Likelihood of consumer confusion may be the touchstone of the law of trademarks and unfair competition generally, but not where personal names are involved. If a person enters into business using his personal name, or if he buys a business founded on a personal name, he accepts the risk that others with the same name may follow suit, and the “likelihood of confusion” argument will not protect him. For this reason, the law encourages entrepen-eurs to select unique nonpersonal trade-names in which no person is likely to have natural rights.

This is not to say that deceptive advertising involving a personal name cannot be enjoined, only that it must involve something beyond use of the name alone, as discussed earlier. Goidl, 123 S.W.2d at 867. To prevent one from using one’s own name altogether, there must be an intentional and voluntary relinquishment of that right by contract or estoppel. One exam-pie of estoppel is the express transfer of goodwill.

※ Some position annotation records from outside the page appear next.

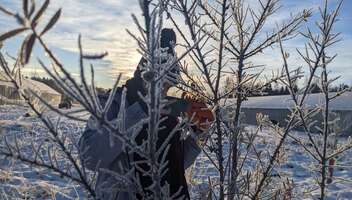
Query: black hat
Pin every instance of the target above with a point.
(167, 39)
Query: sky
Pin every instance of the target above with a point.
(103, 24)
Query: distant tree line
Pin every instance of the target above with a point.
(65, 100)
(274, 90)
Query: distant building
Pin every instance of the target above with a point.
(278, 109)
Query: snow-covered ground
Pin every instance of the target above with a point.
(27, 182)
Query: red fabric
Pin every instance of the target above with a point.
(199, 111)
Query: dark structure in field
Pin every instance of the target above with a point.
(278, 109)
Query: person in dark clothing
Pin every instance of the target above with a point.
(175, 174)
(95, 149)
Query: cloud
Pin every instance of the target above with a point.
(102, 24)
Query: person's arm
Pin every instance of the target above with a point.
(191, 150)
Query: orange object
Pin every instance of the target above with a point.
(199, 112)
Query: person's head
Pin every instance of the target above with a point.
(167, 40)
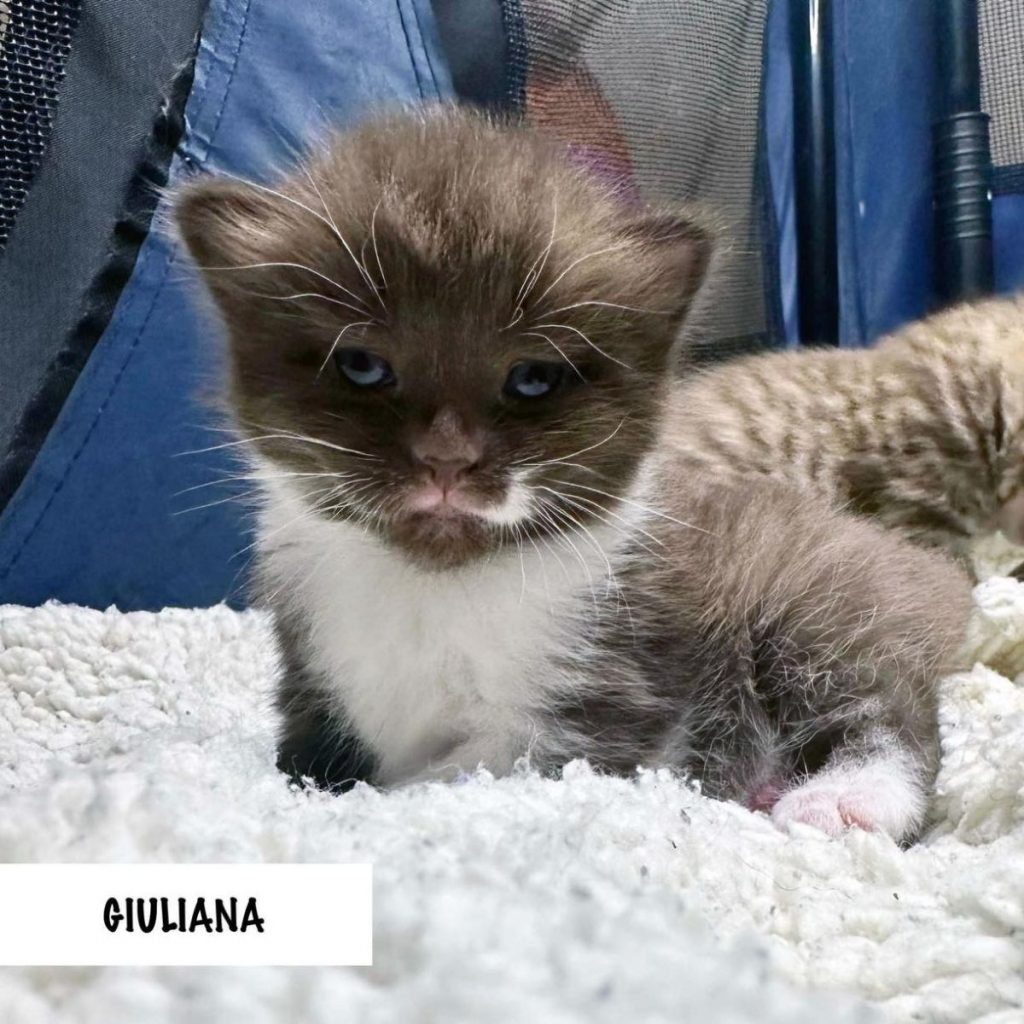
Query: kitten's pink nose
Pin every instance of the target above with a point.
(448, 472)
(448, 450)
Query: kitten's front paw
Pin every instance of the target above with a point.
(876, 798)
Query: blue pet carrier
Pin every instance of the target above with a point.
(868, 157)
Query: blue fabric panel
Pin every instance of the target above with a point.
(1008, 215)
(885, 103)
(94, 520)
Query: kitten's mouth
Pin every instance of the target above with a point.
(442, 527)
(435, 501)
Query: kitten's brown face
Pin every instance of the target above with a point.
(440, 330)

In the case of Hanover Mfg. Co., Inc. v. Ed Hanover Trailers, Inc., 434 S.W.2d 109 (Tex.1968), the defendant, Ed Hanover, established a company bearing his personal name and then sold the business, expressly including goodwill in the sale. He thereafter established a competing business directly across the highway, again using his surname. The buyers of his first company brought suit to enjoin him from using his surname in competition. The trial court granted the injunction and the Supreme Court upheld it as follows:

Here we have evidence and a jury finding that Edward Hanover relinquished to the Hanover Mfg. Co., Inc. the goodwill and his right to use his own name. Having so done, he is now estopped from asserting that right as a defense to an action for his appropriation of the plaintiffs goodwill.

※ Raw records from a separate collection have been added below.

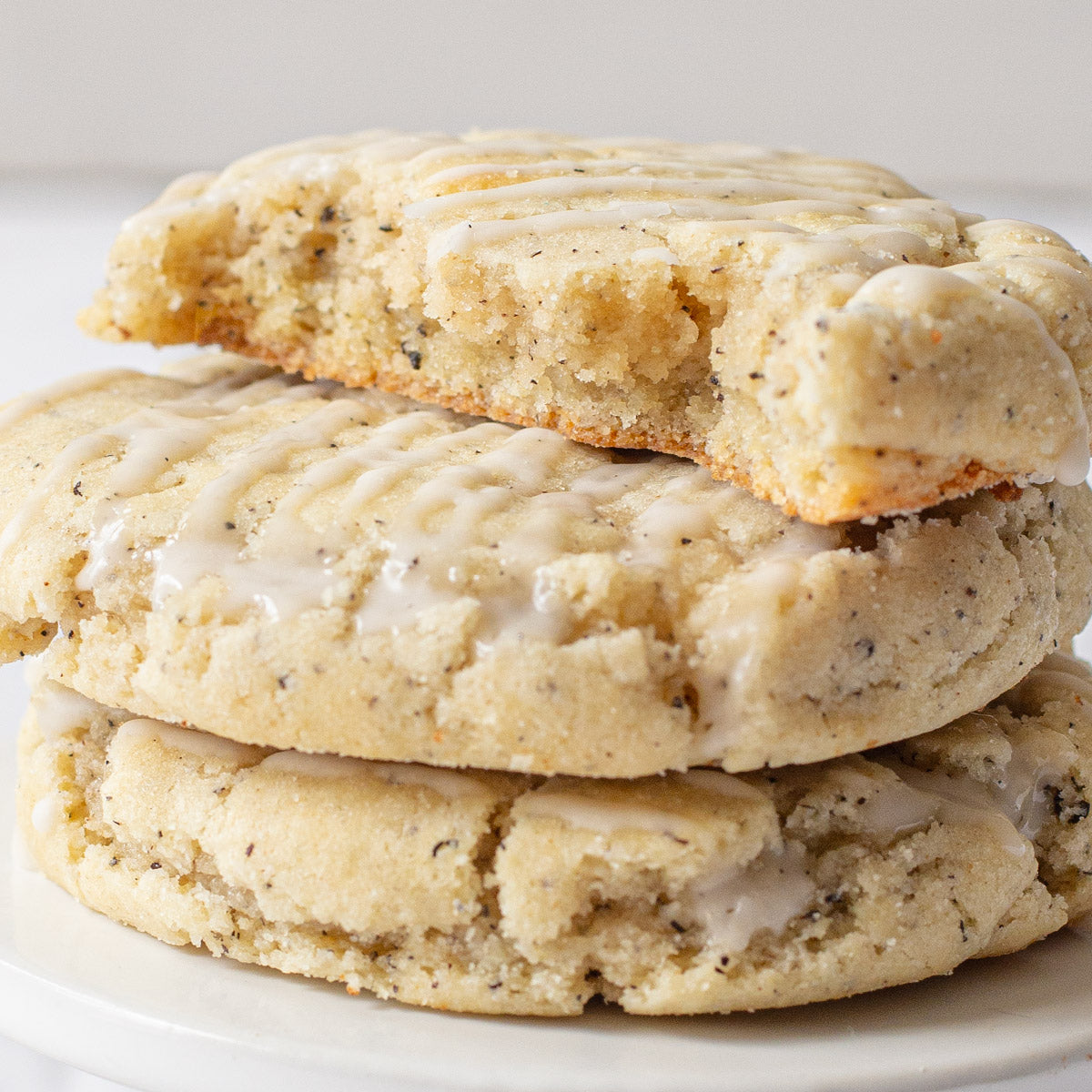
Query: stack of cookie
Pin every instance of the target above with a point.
(339, 680)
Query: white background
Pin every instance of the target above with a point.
(986, 103)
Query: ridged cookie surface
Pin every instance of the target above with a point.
(296, 565)
(491, 893)
(813, 329)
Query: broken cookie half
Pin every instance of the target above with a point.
(812, 329)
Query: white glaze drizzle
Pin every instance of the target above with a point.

Id. at 112. The court’s decision clearly hinged on the sale of goodwill, not on the fact that Ed Hanover allowed the company to incorporate under his name many years prior and thereafter accumulate secondary meaning.

The case at bar is distinguishable in that there was no transfer of goodwill. The contract in the record is a stock purchase agreement and does not mention goodwill. By purchasing the stock of Haltom’s, Inc., appellees acquired the right to operate under the incorporated name, but did not acquire the right to prohibit appellant from using her own name in a competitive business.

Since there are no jury findings that Mary Haltom relinquished her right to use her own name by contract or estoppel, and since the jury findings pertaining to fraudulent use of her name are not supported by the evidence, we hold that the trial court erred in rendering judgment for appellees based on the jury findings. We sustain appellant’s first four points of error.

Having reversed the decision below on these four points, it is unnecessary to address the appellant’s remaining points of error.

Judgment of the trial court is reversed and judgment is hereby rendered dissolving the permanent injunction. 
      
      . In Hanover, 434 S.W.2d at 111, the Supreme Court recited four jury findings, nearly identical to the findings in the present case, which basically established (1) confusion in the marketplace, (2) existence of secondary meaning, (3) intentional deception of the public, and (4) failure by the defendant to take reasonable measures to distinguish his tradename from that of the plaintiff. If there was a specific jury finding that Ed Hanover relinquished his goodwill or his right to use his own name, the Supreme Court did not recite it along with these four. The opinion does, however, include a recitation of the language of the contract which expressly mentioned the transfer of goodwill. Therefore, rather than try to rationalize the confusion over whether a jury finding existed on this point, we will assume that the transfer of goodwill was established as a matter of law.